Indian Kite Festival
Visiting an Indian Kite Festival is a must when in India!
Indian kite festivals are celebrated in several parts of the country although the reasons for kite flying aren't always the same. While there are many Indian kite festivals that are organized solely for the purpose of exhibiting and flying kites, there are some that involve kite flying as a symbolic representation of the festival or occasion. Either ways, kites are an essential part of all communities in India and Indian kite festivals are one of the few occasions where celebration transcends religious beliefs.
Kites are an essential part of the culture of India and in rural parts of the country, they are at times the most common mode of entertainment for the local children and even adults. If you are visiting the country, chances are that you will see kites in the sky no matter where you go and at whatever time of the year. With such a deeply imbedded affection for the art of kite flying, it comes as no surprise that Indian kite festivals draw such large crowds.
The biggest Indian kite festival takes place every year on the occasion of Makar Sankranti. The festival marks the beginning of the Spring season in Gujarat, the host state of the annual international kite festival. Held on the 14th and 15th of January, the kite festival is known as Uttarayan and draws people and participants from all over the world.
Although there are many regular competitions about the best looking and most unique kite in the competition, the biggest attraction remains the regular attempts at the world record for the largest kite train in the world. Besides this, there is another major part of Indian kite festivals that cannot be ignored - kite fighting.
Indian kite festivals are known for people gathering on rooftops and local parks & open areas to fly fighter kites. Fighting with the Indian fighter kite requires a considerable amount of skill & ability and it some time before you can master the control of the fighter kite.
Once there, you are ready to jump up and take on the tens of thousands of kites in the air. There are no rules to Indian kite fighting and all Indian kite festivals include kite fighting as a part of the agenda. Unlike more organized competitions in other parts of the world, kite fighting in India requires you to fly using the Manjha, a string coated with glue and ground glass. The string is used to cut the opponent's control line and let their kite loose.
Indian kite festivals also bring about a unique feature that is quite common in India, Pakistan and even Afghanistan but cannot be seen elsewhere - The act of chasing a kite that just lost a dog fight. The loose kite is chased on the streets by children and adults, looking to gain the upper-hand and get to the kite first to claim the fallen kite.
Traditionally, it is considered that the rulers of lands would enjoy flying kites and fight with their friends & guests as only they could afford these toys. The subjects would watch the incredible battles and once a kite would get cut, they would chase it to get to it first, so that they could get a kite of their own. Today, the tradition continues and it isn't unusual for you to see people jumping over rooftops and walls to get to a kite.

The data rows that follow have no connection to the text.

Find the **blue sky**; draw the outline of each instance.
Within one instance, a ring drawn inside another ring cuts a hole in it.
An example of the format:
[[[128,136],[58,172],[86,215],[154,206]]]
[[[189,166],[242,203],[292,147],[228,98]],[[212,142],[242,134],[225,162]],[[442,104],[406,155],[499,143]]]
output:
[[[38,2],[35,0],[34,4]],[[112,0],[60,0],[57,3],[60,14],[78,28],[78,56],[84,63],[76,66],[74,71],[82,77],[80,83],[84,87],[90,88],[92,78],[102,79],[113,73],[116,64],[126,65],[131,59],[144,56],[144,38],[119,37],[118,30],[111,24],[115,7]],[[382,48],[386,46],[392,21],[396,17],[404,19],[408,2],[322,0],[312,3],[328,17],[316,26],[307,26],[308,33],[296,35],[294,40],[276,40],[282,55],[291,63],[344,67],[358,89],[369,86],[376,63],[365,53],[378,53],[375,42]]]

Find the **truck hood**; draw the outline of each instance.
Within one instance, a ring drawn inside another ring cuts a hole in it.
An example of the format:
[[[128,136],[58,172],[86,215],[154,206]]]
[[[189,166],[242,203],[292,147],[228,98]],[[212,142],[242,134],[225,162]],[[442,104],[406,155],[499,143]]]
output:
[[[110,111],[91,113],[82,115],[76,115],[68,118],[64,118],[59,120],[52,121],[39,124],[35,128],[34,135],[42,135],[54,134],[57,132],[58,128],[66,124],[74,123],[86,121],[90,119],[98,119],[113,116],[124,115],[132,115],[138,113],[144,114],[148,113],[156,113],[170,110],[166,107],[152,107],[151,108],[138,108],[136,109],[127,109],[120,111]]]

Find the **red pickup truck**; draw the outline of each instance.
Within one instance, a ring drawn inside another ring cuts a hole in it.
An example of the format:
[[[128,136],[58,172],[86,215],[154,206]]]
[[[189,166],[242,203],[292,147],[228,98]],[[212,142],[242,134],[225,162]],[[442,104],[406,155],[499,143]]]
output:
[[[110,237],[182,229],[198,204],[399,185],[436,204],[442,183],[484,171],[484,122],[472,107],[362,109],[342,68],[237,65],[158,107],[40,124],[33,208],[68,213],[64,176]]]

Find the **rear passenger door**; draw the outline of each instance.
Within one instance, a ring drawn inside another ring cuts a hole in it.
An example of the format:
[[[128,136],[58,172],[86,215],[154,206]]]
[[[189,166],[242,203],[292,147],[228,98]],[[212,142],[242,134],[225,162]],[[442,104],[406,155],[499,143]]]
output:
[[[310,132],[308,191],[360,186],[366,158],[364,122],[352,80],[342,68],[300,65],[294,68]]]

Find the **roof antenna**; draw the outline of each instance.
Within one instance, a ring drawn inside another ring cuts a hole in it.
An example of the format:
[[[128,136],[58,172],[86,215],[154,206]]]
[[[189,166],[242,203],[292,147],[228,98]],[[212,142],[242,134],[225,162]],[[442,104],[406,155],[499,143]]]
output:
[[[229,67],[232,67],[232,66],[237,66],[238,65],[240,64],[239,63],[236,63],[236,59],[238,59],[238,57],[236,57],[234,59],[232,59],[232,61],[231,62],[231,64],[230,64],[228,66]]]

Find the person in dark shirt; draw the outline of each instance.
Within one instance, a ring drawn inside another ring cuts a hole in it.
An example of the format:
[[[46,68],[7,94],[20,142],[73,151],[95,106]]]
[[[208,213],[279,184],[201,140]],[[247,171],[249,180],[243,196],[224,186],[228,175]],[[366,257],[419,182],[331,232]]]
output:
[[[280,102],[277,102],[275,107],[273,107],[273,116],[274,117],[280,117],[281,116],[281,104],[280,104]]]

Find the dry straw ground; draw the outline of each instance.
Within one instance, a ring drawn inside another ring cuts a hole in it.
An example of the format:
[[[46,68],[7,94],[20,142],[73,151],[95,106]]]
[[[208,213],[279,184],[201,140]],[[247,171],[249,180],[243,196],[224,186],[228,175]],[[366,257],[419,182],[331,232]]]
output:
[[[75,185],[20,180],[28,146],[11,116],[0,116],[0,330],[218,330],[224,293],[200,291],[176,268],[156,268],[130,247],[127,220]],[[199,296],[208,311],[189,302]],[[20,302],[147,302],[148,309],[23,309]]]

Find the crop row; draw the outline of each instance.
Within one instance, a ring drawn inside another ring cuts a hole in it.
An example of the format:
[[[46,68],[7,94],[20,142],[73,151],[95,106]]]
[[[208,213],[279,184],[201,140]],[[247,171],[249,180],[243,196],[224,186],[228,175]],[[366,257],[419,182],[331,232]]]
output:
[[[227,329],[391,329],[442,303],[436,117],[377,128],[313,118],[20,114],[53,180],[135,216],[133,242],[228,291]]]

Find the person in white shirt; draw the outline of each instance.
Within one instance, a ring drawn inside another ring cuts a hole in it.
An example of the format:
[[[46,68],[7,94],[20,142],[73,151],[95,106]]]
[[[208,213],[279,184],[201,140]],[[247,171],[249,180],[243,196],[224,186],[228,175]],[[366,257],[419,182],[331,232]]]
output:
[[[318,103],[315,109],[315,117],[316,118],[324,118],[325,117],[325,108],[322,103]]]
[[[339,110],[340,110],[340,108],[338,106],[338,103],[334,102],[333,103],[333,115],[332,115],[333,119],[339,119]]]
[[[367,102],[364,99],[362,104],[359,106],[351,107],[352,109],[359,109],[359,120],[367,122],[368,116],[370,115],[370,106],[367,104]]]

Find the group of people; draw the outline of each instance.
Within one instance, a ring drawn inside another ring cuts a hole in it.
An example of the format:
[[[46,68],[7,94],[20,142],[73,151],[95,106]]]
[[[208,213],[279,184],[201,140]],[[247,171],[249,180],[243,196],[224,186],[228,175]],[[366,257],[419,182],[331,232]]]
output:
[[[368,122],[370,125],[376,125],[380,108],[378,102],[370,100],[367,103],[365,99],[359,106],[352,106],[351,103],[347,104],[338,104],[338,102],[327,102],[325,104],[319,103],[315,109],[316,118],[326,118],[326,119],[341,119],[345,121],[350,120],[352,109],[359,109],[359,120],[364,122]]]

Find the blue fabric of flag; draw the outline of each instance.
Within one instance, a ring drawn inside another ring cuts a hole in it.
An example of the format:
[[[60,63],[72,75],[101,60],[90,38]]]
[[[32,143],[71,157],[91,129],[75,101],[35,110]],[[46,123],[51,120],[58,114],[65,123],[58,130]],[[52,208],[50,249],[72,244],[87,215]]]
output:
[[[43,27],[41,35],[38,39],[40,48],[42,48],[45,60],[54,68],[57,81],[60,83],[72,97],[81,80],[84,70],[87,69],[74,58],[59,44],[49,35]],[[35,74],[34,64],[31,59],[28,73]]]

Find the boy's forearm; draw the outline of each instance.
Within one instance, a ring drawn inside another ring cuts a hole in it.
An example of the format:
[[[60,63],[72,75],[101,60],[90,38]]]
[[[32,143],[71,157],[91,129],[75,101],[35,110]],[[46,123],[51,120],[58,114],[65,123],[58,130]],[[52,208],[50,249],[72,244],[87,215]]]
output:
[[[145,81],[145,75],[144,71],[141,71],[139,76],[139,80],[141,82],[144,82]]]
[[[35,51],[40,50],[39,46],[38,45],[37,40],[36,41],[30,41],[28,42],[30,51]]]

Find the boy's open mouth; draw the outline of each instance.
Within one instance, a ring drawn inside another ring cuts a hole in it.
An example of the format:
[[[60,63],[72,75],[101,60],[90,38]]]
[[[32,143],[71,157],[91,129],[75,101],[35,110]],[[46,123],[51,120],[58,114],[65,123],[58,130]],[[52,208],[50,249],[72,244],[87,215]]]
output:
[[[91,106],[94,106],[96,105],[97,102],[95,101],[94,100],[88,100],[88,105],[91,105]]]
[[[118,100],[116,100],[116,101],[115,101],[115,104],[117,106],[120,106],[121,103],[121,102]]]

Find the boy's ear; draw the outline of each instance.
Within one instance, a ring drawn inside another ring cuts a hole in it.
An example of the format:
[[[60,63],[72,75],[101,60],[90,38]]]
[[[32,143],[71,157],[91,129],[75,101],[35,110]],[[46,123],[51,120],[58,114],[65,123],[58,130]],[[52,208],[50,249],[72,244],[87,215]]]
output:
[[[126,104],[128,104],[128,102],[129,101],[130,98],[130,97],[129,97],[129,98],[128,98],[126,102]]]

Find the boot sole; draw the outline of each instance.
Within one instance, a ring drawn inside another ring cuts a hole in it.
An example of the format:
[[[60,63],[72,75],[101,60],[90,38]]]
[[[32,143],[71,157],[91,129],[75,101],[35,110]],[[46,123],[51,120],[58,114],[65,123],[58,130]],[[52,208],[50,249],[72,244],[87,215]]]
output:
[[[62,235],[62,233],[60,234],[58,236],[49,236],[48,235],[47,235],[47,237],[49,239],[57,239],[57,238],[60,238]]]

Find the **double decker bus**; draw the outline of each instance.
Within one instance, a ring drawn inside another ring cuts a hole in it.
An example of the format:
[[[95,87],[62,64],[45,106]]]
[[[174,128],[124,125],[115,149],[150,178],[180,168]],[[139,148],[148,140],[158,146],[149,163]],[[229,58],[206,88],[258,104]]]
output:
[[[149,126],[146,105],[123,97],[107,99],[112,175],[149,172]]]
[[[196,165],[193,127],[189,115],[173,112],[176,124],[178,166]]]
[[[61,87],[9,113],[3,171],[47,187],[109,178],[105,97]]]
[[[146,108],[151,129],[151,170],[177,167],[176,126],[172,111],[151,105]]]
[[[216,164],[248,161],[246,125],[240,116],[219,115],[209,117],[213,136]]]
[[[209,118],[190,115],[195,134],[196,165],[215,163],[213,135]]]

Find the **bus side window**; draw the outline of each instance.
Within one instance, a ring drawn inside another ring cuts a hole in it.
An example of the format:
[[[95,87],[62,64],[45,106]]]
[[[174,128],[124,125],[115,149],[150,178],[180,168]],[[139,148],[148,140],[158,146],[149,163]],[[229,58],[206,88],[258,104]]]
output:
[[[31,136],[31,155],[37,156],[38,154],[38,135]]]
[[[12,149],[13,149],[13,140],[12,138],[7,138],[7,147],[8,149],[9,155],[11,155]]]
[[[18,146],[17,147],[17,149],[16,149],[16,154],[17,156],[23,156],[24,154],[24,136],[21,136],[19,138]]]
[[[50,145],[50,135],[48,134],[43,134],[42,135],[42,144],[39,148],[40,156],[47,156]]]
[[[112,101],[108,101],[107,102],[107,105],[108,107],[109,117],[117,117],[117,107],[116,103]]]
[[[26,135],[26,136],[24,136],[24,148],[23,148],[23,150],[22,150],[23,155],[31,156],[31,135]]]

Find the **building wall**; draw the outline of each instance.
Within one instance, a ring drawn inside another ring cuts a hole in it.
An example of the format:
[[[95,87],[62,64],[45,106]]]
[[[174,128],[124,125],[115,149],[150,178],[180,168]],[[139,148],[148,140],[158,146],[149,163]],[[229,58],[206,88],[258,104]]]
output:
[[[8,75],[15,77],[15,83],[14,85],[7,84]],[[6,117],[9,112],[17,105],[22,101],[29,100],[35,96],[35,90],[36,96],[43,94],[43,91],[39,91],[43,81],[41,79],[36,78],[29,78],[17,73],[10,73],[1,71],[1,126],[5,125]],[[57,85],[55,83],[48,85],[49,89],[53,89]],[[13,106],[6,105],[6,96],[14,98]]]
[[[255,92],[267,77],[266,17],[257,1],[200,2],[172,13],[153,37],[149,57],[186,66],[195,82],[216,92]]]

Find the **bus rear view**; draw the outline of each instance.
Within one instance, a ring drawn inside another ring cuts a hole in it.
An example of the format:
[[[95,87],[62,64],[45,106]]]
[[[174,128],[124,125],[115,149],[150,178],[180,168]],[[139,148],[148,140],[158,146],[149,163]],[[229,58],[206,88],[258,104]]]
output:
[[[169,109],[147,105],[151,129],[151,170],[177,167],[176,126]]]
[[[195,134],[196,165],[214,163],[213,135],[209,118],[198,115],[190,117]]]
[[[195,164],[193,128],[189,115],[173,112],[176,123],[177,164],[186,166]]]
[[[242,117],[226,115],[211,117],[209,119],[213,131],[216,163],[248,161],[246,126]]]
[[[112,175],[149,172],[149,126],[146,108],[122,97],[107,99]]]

Indian kite festivals are not restricted to religious and traditional beliefs. If you are in the country around Independence Day, then you will be treated to another incredible display of kite flying and fighting no matter where you go. People begin gathering at various vantage points early in the day and kites are flown till dusk.
Another unique aspect of all Indian kite festivals is the fact that kite flying doesn't stop once darkness falls. People are known to fly box kites with candles and oil lamps in them, creating another spectacular vision for the eyes of onlookers. All Indian kite festivals are known to attract international participants as well however, Uttarayan and the kite festival of Gujarat is the most well-organized Indian kite festival where international participants come by the truckloads along with their fans.
A country that's colourful by nature, India combines a number of religions, castes and sects into one unit. It comes as no surprise that there is a special place in the hearts of the people for kites. These colourful toys and their wonderful application makes Indian kite festivals a joy to watch.